For this purpose, we use two separate datasets:
- The North Carolina Voters Dataset contains the information about the individual voters. This is a dataset of 7.5M rows, where each row contains information about the voter. There are 96 columns in total, describing characteristics such as place of residence, gender, age and ethnicity. Note that we do not know who each person actually voted for, as this information is not publicly available.
- The Precint Votes Dataset contains the aggregated voting statistics for each precinct, (i.e., how many people in each precinct voted Democrat, and how many voted Republican). This dataset has 2751 rows, one for each precinct in North Carolina.By combining these two datasets we can attempt to classify individual voters. We know the voting records of a specific precinct,and we know in which precinct each person voted, so we can make an educated guess who each person voted for based on this information.
As we do not have the true class labels for each voter, we have to generate them from the information we have about the precincts. This requires us to join the voter data with the precinct data, giving us the voting records of the precinct that each voter voted in. We then generate a “true” class label for each voter using a weighted random function based on the precinct voting records. For example, if voters in a specific precinct voted for Democrats 60% of the time, each voter in that precinct has a 60% chance of being classified as Democrat and 40% chance of being classified as Republican.
After we have generated the true class labels, we have to train the model using the data and the labels. However, we don’t simply want to use all the data for training. Instead, we want to divide the data into a training set and a test set to prevent overfitting. We then feed the data in the training set to the modeland store the resulting it in the database.

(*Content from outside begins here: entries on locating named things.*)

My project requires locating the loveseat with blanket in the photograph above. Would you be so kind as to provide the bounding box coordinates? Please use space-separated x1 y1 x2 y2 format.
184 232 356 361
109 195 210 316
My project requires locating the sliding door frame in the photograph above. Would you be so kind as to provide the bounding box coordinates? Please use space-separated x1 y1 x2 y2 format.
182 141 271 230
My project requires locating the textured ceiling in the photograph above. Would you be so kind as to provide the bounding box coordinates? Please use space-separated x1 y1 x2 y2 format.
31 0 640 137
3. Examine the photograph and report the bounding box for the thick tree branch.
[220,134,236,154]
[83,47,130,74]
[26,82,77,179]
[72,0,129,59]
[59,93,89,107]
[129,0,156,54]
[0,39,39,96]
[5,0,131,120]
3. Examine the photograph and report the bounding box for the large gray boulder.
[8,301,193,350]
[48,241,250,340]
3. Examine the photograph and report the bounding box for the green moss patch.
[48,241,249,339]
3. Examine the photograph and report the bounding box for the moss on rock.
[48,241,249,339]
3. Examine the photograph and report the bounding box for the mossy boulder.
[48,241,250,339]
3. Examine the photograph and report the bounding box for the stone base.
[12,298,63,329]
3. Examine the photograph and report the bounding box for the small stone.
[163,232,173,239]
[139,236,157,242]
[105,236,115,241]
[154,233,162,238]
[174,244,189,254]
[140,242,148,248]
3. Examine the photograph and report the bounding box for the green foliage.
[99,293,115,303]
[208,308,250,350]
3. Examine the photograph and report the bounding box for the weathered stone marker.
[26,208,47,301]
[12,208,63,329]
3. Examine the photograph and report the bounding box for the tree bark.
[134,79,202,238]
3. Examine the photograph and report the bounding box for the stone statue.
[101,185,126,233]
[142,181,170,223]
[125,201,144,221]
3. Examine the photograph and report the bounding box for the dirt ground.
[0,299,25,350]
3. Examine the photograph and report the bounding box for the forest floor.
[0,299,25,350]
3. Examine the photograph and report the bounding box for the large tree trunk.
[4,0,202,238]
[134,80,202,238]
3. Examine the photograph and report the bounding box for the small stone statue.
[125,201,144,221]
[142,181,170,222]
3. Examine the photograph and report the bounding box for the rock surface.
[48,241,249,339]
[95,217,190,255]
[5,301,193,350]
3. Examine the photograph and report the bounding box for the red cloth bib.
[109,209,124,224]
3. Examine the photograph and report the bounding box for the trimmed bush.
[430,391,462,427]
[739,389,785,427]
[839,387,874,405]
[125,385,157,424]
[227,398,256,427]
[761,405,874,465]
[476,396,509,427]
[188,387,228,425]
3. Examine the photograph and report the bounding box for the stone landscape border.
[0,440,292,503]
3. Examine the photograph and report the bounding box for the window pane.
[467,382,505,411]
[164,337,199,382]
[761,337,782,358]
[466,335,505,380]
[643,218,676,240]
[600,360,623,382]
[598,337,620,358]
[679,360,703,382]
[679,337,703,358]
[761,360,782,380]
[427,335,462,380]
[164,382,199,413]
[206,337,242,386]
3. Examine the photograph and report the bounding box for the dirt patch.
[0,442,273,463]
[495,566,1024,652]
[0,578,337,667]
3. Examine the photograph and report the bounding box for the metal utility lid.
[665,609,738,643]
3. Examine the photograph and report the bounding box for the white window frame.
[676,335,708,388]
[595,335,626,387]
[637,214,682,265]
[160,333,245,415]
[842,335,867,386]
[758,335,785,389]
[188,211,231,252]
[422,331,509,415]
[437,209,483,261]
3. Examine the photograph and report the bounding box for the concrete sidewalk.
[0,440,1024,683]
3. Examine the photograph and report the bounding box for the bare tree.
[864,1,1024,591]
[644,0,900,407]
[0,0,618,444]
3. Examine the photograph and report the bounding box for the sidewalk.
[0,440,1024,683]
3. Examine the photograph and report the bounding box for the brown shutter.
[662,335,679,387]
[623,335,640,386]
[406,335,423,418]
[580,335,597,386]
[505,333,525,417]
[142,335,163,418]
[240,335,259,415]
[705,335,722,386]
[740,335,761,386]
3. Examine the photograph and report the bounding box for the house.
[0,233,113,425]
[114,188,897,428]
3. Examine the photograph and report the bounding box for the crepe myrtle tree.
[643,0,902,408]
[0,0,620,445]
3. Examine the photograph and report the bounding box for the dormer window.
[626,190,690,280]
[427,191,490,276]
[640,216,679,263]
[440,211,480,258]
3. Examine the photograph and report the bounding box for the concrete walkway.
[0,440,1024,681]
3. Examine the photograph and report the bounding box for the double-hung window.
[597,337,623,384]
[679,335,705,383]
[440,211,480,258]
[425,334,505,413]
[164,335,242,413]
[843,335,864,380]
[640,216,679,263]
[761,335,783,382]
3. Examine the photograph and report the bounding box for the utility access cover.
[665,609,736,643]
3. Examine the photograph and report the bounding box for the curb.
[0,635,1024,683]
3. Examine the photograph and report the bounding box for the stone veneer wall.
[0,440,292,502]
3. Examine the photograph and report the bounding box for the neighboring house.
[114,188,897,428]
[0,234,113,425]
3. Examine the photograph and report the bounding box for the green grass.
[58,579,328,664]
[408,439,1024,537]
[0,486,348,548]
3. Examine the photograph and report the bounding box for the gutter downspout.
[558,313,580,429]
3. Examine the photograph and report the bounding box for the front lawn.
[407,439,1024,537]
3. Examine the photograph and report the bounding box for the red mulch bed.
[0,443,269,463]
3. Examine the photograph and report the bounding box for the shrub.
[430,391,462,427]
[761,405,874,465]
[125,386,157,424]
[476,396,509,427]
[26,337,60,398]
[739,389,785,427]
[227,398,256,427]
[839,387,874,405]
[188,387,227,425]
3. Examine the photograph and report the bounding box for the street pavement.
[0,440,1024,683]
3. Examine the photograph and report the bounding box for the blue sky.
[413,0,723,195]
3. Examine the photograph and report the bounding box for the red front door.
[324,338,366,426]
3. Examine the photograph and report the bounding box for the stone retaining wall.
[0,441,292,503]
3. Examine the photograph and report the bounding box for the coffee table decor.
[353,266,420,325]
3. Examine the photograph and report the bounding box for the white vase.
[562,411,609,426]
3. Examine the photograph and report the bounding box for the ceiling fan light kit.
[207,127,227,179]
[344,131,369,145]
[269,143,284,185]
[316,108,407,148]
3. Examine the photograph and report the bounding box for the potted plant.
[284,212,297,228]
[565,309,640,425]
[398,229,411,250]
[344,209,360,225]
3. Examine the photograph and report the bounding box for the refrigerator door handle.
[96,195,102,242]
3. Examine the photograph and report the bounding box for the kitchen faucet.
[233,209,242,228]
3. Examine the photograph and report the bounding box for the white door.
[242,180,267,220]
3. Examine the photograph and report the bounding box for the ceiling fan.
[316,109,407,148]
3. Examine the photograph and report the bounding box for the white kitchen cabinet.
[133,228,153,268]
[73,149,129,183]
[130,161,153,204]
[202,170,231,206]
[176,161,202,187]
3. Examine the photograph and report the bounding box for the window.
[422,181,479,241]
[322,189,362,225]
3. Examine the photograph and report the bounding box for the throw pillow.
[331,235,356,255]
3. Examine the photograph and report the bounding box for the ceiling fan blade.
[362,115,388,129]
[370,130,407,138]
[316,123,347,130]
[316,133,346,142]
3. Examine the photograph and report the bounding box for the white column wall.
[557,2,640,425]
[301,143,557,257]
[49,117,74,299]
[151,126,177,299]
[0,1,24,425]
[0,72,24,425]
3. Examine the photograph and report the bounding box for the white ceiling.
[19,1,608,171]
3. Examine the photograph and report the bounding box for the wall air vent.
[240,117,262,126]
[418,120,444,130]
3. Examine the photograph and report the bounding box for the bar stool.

After the model is trained, we want to test how it performs by classifying the data in the test set and looking at the results. We can classify the voters in the test set. After having obtained the predicted class labels, we can test the accuracy of our model by comparing against the known true class labels of the data. However, since we only have the generated class labels of the individual voters, comparing the predicted labels against those would not give us a lot of information about our classification accuracy. Instead, we aggregate the total amount of predicted votes for each party by precinct. Then we compare the aggregated predictions against the known amount of votes in each precinct.